A black farmworker has been sentenced to life imprisonment for the murder of South African white supremacist leader Eugene Terre'Blanche at his home.
Chris Mahlangu, 29, pleaded guilty to the murder of Terre'Blanche , who ran the Afrikaner Resistance Movement (AWB) in the small town of Ventersdorp in April 2010 but said he had acted in self-defence following a violent argument over wages.
Mahlangu had also claimed that the right-wing leader had raped him and infected him with HIV.
The court rejected his claims and sentenced Mahlangu to life in jail. Judge John Horn said Mahlangu had failed to express genuine remorse for killing Terre'Blanche in his bed with an axe. He had displayed a "flagrant disregard for the deceased's right to life".
Co-accused Patrick Ndlovu, who was 16 at the time of the incident and originally could not be named, was found not guilty of murder and robbery but found guilty of house-breaking. He was given a two-year suspended sentence.

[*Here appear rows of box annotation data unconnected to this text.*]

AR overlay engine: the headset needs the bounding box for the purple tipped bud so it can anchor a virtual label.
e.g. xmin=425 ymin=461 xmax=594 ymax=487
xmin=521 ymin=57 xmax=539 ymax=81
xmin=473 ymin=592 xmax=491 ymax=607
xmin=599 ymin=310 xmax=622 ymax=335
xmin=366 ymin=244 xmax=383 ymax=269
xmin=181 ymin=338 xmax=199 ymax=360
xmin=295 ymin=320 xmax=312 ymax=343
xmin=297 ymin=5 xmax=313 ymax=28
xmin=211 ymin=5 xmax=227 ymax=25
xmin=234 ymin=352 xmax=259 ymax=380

The trial and sentencing have fanned already existing racial tensions in the country, with members of the AWB gathering outside the court with a black doll with a noose around its neck and a sigh reading: "Hang Mahlangu."
Terre'Blanche, who was 69 when he died, co-founded the AWB to fight for an independent Boer homeland. Members wore military uniforms and adopted flags with a symbol reminiscent of the Nazi swastika.
Terre'Blanche was sentenced in 1997 to six years for the attempted murder of a black security guard and assaulting a black gas station worker.